Closed albertvillanova closed 2 years ago
@albertvillanova done: https://huggingface.co/datasets/bigscience-catalogue-data/vietnamese_MT_EV_VLSP2020
I flattened the original data directory and encoded that information in the file names. (Standard parallel dataset with one sentence per line.)
This dataset is not loading:
from datasets import load_dataset
ds = load_dataset("bigscience-catalogue-data/vietnamese_MT_EV_VLSP2020", split="train", streaming=True, use_auth_token=True)
item = next(iter(ds))
gives:
FileNotFoundError: Couldn't find a dataset script at bigscience-catalogue-data/vietnamese_MT_EV_VLSP2020/vietnamese_MT_EV_VLSP2020.py or any data file in the same directory. Couldn't find 'bigscience-catalogue-data/vietnamese_MT_EV_VLSP2020' on the Hugging Face Hub either: FileNotFoundError: Unable to resolve any data file that matches ['**train*'] in dataset repository bigscience-catalogue-data/vietnamese_MT_EV_VLSP2020 with any supported extension ['csv', 'tsv', 'json', 'jsonl', 'parquet', 'txt', 'zip']

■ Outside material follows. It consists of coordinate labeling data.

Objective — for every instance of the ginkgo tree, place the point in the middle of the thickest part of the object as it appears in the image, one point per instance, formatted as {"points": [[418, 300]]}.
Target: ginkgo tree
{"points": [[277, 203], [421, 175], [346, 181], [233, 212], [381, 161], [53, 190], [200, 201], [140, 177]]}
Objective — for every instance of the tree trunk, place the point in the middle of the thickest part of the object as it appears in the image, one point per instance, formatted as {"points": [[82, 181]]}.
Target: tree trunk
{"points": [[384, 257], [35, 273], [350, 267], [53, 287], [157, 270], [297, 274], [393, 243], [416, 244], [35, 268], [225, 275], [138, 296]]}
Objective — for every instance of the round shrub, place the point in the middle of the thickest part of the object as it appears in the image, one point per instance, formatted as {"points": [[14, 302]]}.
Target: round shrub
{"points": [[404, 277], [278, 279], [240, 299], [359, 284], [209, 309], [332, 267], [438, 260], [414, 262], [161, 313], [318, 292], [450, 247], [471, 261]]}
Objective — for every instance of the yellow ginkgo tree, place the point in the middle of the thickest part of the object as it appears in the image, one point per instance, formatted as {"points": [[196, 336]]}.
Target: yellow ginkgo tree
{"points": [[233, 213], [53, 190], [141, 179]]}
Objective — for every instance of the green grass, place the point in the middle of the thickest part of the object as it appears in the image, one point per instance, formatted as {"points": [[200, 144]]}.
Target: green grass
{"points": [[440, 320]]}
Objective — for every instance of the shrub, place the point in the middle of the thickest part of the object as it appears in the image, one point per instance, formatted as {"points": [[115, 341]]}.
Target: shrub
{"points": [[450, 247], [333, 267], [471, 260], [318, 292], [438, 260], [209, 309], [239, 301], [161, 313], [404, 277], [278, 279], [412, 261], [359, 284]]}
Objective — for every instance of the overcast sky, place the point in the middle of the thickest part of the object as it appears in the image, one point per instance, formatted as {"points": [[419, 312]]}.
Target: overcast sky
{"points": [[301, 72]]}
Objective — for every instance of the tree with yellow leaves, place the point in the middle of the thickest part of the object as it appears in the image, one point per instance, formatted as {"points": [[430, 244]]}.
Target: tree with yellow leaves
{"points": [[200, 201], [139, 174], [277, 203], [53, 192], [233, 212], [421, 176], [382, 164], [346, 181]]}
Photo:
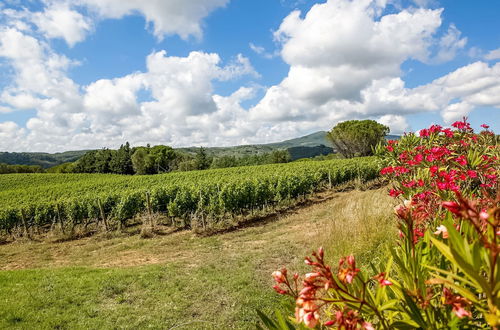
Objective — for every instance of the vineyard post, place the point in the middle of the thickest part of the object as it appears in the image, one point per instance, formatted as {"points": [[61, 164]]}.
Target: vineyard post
{"points": [[148, 205], [23, 218], [59, 218], [103, 215]]}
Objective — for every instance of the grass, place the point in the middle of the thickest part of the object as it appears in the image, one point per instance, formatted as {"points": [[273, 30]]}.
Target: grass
{"points": [[180, 280]]}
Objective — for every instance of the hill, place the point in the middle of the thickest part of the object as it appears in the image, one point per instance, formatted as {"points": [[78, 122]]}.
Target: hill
{"points": [[307, 146], [42, 159]]}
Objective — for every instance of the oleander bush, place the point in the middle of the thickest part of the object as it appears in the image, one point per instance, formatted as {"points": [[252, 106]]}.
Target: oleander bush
{"points": [[443, 272]]}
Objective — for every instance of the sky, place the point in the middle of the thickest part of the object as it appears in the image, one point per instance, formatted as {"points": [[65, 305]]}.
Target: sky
{"points": [[85, 74]]}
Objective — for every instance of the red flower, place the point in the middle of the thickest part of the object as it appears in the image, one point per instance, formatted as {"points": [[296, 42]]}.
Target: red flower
{"points": [[472, 174], [395, 193], [461, 160], [382, 280], [454, 207]]}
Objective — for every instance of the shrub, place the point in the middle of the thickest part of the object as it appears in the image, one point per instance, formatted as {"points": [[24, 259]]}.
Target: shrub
{"points": [[444, 270]]}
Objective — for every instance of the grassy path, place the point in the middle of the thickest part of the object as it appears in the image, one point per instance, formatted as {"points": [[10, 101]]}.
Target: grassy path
{"points": [[181, 281]]}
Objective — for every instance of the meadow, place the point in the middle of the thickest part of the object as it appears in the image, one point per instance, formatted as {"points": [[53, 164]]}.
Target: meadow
{"points": [[183, 281]]}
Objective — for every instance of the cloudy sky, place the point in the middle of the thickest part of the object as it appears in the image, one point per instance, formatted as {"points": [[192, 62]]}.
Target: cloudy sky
{"points": [[80, 74]]}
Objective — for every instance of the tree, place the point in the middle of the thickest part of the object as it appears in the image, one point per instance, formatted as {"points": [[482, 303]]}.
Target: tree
{"points": [[121, 162], [357, 137], [142, 161], [279, 156], [163, 157], [202, 161]]}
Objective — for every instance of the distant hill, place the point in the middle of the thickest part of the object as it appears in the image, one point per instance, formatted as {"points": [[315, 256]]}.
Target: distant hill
{"points": [[42, 159], [307, 146]]}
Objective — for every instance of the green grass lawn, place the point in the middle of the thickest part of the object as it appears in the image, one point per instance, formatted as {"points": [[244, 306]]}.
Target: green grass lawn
{"points": [[181, 281]]}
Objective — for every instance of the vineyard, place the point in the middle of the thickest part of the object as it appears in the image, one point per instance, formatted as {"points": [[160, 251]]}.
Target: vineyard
{"points": [[41, 202]]}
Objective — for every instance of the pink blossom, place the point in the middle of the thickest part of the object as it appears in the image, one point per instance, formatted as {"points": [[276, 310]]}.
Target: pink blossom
{"points": [[441, 230]]}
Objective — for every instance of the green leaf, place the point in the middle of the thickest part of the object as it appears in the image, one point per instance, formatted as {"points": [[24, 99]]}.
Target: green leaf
{"points": [[404, 325], [414, 311], [270, 324], [282, 322]]}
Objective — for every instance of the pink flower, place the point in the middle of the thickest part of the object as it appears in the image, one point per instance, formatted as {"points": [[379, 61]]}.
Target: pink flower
{"points": [[453, 207], [423, 132], [395, 193], [382, 280], [278, 277], [461, 160], [441, 230], [472, 174], [311, 319], [461, 312], [367, 326]]}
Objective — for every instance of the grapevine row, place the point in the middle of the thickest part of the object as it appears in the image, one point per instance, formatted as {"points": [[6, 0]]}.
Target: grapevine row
{"points": [[42, 201]]}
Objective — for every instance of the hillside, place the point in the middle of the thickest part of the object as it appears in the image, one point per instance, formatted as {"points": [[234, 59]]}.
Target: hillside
{"points": [[311, 145], [42, 159]]}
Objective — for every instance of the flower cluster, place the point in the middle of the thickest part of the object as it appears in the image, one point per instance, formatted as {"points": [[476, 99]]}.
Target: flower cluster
{"points": [[446, 263]]}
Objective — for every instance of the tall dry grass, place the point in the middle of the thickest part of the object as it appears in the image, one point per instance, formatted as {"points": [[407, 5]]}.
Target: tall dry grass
{"points": [[362, 224]]}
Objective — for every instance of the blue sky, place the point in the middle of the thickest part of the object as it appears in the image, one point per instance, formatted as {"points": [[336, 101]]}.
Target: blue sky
{"points": [[80, 74]]}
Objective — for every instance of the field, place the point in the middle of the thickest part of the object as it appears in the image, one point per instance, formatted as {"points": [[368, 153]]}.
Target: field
{"points": [[213, 198], [183, 281]]}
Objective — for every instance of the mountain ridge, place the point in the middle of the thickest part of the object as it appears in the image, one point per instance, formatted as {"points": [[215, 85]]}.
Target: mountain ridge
{"points": [[309, 145]]}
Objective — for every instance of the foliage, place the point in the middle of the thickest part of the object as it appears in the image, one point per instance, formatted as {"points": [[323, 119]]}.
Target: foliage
{"points": [[202, 161], [8, 169], [35, 201], [357, 137], [444, 271], [44, 160]]}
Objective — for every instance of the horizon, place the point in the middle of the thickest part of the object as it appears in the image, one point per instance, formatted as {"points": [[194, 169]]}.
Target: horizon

Oh; sorry. Was I meant to write a loading script?
I have created another repo with a loading script specific for Language Modeling: https://huggingface.co/datasets/bigscience-catalogue-data/vinbigdata_mt_vlsp_2020_lm
Sample:
{'text': 'Ngân hàng HSBC sẽ sa thải 30.000 việc làm mặc dù lợi nhuận trước thuế tăng'}
DONE: https://huggingface.co/datasets/bigscience-catalogue-lm-data/lm_vi_vinbigdata_mt_vlsp_2020
Sample:
{'text': 'Tôi phải đi ngủ.',
'meta': "{'file': 'MT-EV-VLSP2020/basic/data.vi'}"}